I have always known that you can't earn God's love. But it has been in the last year or so that I have found God truly revealing to me that he loves me despite me. I don't just know it now, I have been consumed by it. It has become a firm foundation on which I am now standing. The most amazing thing for me, is that I have only just begun to see His love. Like a tiny drop in an ocean. His love is too vast to fully understand until I stand face to face with Jesus and can know it for eternity.
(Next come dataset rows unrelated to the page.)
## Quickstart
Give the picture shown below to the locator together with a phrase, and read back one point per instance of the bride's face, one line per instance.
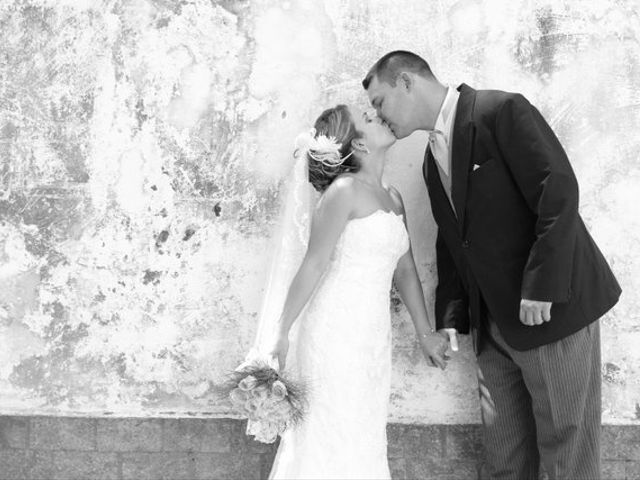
(376, 134)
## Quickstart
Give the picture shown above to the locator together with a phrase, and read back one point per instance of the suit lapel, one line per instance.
(461, 150)
(439, 199)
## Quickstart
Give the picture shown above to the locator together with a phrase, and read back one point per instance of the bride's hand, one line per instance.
(280, 349)
(434, 348)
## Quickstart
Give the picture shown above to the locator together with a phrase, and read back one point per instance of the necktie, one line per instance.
(438, 145)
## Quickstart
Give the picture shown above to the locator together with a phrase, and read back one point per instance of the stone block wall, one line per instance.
(67, 448)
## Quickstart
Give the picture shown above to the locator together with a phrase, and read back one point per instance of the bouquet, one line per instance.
(271, 402)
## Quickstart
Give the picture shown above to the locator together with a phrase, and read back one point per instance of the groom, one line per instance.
(516, 265)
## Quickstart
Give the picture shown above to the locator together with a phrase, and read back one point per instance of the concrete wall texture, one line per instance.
(142, 145)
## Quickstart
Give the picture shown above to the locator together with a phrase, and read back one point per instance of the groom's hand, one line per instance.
(450, 334)
(533, 312)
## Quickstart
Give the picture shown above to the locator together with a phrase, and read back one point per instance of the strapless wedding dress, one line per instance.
(341, 345)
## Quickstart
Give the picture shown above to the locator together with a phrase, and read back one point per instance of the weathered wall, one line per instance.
(141, 147)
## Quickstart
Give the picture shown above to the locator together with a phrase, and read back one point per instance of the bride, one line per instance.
(341, 343)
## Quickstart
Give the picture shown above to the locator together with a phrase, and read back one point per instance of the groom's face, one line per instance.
(392, 105)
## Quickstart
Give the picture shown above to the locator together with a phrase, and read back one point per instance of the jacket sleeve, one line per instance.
(452, 302)
(541, 169)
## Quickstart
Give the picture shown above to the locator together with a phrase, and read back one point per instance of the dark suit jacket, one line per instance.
(518, 233)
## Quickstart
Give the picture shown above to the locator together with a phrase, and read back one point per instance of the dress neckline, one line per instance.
(376, 212)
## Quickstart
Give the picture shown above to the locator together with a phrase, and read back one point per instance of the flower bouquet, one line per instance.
(271, 402)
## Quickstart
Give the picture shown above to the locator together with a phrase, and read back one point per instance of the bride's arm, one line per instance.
(329, 219)
(408, 284)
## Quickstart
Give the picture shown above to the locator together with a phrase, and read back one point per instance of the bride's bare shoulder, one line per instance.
(339, 197)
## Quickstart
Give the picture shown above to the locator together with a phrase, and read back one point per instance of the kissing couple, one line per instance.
(517, 270)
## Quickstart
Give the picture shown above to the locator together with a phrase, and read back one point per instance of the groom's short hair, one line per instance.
(393, 63)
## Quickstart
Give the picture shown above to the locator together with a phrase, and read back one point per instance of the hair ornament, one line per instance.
(321, 148)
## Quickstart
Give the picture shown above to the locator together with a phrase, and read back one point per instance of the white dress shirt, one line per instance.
(440, 138)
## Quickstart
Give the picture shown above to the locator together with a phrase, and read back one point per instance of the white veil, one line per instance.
(289, 247)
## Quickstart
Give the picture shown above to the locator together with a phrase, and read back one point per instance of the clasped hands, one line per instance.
(434, 346)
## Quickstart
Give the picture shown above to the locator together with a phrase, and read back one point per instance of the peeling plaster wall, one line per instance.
(142, 144)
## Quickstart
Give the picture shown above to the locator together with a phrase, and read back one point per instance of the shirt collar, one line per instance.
(443, 121)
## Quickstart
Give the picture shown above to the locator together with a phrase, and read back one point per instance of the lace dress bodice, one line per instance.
(341, 345)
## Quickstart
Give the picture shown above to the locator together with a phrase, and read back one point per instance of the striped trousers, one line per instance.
(541, 406)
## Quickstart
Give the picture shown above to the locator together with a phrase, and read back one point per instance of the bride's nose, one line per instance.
(371, 114)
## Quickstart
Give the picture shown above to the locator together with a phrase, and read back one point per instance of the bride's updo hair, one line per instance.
(334, 122)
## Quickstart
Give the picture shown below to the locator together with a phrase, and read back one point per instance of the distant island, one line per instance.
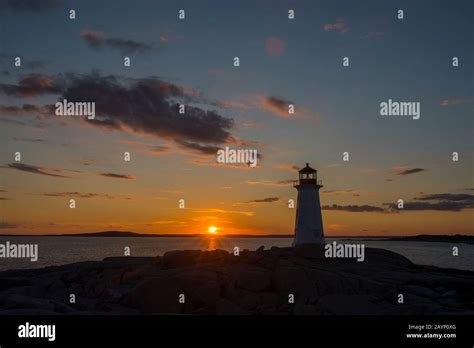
(457, 238)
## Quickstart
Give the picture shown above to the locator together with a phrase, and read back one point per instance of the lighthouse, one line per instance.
(309, 221)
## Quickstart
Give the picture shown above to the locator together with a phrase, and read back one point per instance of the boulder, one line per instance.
(155, 295)
(251, 278)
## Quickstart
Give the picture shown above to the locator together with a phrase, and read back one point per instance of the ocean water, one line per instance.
(63, 250)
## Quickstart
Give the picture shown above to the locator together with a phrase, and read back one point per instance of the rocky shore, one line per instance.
(255, 282)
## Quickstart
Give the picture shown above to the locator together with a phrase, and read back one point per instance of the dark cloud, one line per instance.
(354, 208)
(443, 205)
(117, 176)
(29, 5)
(277, 105)
(98, 40)
(20, 110)
(411, 171)
(35, 169)
(453, 197)
(264, 200)
(31, 86)
(203, 149)
(6, 225)
(438, 201)
(26, 63)
(148, 106)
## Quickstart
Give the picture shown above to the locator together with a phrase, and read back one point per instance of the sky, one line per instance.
(190, 61)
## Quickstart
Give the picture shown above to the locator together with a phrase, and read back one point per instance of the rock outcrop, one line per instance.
(297, 281)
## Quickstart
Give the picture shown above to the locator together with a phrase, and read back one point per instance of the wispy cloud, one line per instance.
(411, 171)
(341, 192)
(274, 46)
(31, 86)
(29, 5)
(340, 25)
(270, 182)
(85, 195)
(263, 200)
(38, 170)
(354, 208)
(98, 40)
(438, 201)
(117, 176)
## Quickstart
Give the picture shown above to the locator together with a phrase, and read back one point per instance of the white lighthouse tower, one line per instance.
(309, 221)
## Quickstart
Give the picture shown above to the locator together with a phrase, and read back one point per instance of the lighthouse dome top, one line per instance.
(307, 170)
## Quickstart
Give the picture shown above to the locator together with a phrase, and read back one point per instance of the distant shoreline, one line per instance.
(418, 238)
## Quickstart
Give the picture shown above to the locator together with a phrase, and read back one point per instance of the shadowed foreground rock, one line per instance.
(256, 282)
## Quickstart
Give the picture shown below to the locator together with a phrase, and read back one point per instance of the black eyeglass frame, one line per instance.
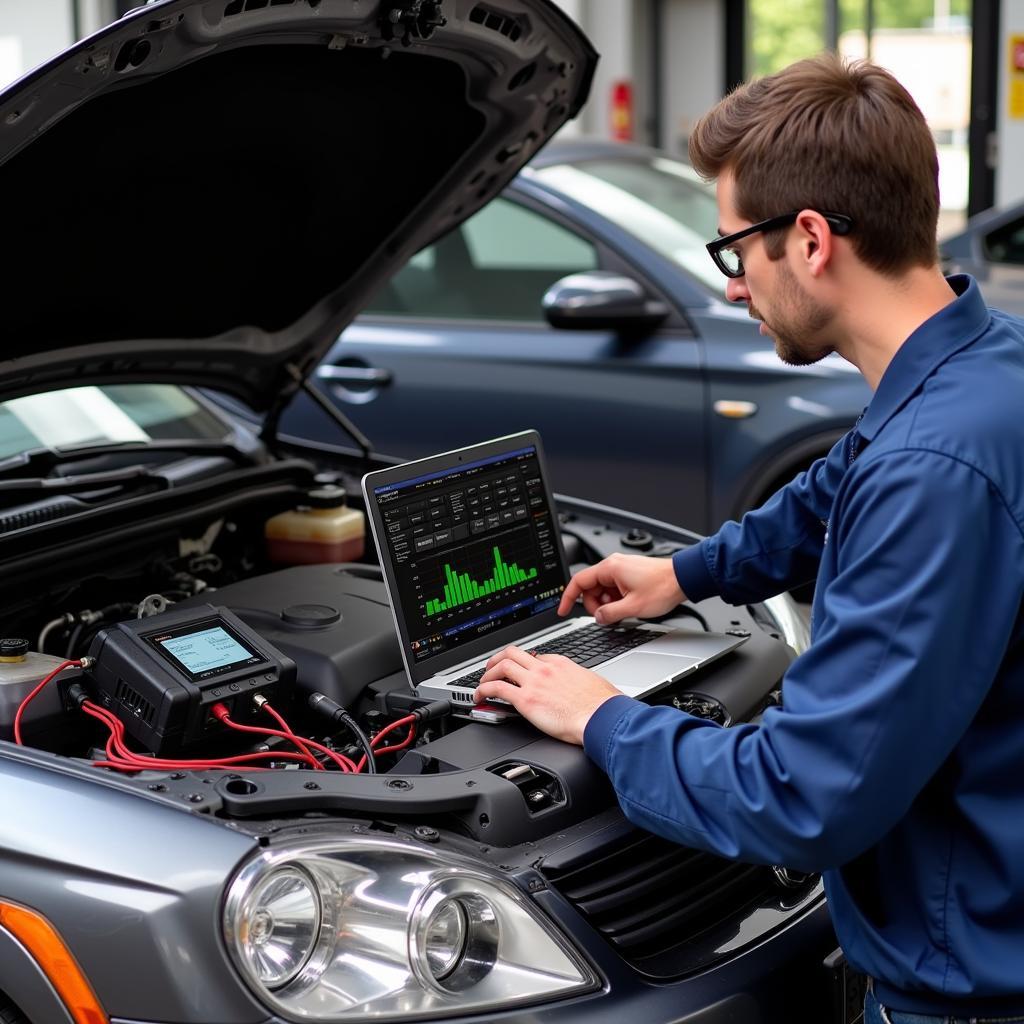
(839, 222)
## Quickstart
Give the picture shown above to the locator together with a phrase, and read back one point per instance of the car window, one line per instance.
(663, 202)
(116, 413)
(496, 266)
(1006, 244)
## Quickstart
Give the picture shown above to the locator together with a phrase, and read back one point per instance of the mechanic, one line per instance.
(896, 766)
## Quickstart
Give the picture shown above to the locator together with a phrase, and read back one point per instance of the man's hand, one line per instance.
(622, 586)
(554, 693)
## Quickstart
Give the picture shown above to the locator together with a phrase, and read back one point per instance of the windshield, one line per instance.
(96, 415)
(663, 202)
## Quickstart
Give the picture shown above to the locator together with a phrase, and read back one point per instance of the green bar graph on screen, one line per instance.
(460, 589)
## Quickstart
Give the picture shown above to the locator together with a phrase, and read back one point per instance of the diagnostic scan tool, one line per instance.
(163, 675)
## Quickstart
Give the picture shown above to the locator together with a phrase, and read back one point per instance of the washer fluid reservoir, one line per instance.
(323, 529)
(20, 671)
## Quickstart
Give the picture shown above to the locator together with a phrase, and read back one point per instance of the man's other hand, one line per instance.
(554, 693)
(623, 586)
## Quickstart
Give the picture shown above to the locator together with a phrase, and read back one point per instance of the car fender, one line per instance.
(24, 982)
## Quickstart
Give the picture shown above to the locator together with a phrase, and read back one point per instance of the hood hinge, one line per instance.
(417, 20)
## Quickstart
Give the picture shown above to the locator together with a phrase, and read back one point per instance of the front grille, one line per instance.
(655, 901)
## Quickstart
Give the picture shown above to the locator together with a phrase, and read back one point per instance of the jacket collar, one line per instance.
(941, 336)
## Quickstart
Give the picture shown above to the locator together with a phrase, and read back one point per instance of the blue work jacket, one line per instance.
(897, 763)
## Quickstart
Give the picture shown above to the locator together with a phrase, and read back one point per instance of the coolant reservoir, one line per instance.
(324, 529)
(20, 671)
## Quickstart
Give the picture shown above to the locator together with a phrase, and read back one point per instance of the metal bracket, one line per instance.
(417, 20)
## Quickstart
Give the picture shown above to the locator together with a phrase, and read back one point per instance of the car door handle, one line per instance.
(373, 376)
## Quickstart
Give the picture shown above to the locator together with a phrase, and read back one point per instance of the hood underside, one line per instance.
(206, 193)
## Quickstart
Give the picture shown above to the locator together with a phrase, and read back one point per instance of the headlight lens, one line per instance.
(444, 939)
(349, 931)
(280, 926)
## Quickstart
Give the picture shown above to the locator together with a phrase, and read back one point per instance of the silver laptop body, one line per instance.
(472, 558)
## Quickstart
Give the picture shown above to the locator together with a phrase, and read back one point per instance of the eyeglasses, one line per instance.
(728, 259)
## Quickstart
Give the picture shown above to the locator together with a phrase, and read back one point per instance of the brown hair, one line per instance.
(832, 136)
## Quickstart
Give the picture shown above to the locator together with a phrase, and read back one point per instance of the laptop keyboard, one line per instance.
(587, 646)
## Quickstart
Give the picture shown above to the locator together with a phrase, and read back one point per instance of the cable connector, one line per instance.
(432, 711)
(75, 696)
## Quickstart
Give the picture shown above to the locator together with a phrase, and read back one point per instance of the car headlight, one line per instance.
(279, 926)
(344, 931)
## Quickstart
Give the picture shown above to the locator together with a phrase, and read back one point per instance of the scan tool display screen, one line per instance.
(204, 649)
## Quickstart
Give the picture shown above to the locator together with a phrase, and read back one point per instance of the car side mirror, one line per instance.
(602, 300)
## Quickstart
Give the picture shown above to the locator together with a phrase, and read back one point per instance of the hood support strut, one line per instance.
(269, 432)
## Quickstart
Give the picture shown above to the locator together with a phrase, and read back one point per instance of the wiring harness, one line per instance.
(122, 758)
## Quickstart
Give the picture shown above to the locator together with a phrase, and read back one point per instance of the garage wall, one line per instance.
(31, 33)
(692, 44)
(1010, 123)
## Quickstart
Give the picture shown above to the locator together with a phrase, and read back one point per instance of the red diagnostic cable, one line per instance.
(409, 720)
(291, 734)
(222, 715)
(124, 759)
(25, 704)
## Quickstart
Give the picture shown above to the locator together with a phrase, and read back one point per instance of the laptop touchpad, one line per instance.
(643, 670)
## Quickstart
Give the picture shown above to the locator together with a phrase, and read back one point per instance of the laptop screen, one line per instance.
(470, 545)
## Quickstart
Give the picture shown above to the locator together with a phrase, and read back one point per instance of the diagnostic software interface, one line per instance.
(474, 549)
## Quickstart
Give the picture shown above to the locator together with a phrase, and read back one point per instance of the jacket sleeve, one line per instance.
(773, 548)
(912, 630)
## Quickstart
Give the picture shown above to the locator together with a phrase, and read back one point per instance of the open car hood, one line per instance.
(206, 192)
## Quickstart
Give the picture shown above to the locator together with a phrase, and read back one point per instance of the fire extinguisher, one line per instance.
(622, 111)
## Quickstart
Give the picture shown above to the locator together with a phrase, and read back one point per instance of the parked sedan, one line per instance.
(223, 802)
(991, 249)
(582, 302)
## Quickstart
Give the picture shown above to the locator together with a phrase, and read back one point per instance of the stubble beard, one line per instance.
(799, 326)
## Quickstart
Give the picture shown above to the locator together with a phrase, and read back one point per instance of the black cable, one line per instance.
(322, 704)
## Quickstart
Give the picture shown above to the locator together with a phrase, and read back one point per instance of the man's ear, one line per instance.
(815, 240)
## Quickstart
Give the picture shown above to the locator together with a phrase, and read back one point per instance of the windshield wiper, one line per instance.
(84, 481)
(42, 461)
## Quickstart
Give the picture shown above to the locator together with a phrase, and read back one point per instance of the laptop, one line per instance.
(471, 550)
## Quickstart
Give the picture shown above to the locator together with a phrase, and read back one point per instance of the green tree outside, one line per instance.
(782, 31)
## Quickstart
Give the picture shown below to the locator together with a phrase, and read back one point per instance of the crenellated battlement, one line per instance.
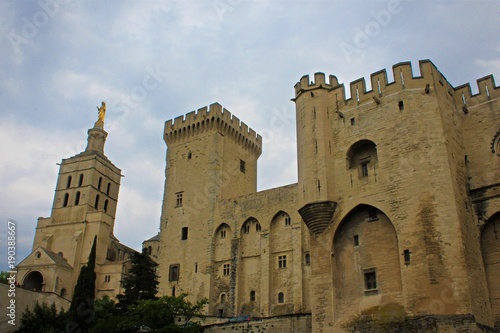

I wanted to be honest about my struggles. That I am anything but the "perfect mom", but I serve a perfect God who loves me with an everlasting love.I hope someone is encouraged by my honesty today. Isn't it time we stop being afraid of what people will think of our weaknesses and just be honest with each other about how frail we all are? I hope you will take the chance to encourage someone with your own story today.

I would love it if you took a minute to post a comment about your struggles or how you have learned of God's love in a deeper way. Maybe you need prayer today and just want to know you aren't alone. If you don't hear it from anyone else today, know that you aren't alone. Jesus loves you with an all consuming love. God can be your strength and help in your time of need.
God bless you today!

Oh and you can listen to the song Amazed by clicking the link above. Take a minute to listen to it and realize the love God has for you today!

1 comment:

Anonymous said...

I just wanted to say thank you for being honest and open with your struggles...there is so much pressure in the world today--even the church to be a perfect wife, mom, have a perfect house, have a good paying job, be a good cook...blah, blah, blah. Yes, I want to be all that, but I can't. I have felt like I have missed it or let God down in some way the past couple of years. I feel alone and confused. I would appreciate your prayers and am thankful for your encouraging words from the Lord. I am sitting here crying because I really needed to hear that God loves me today. Thank you!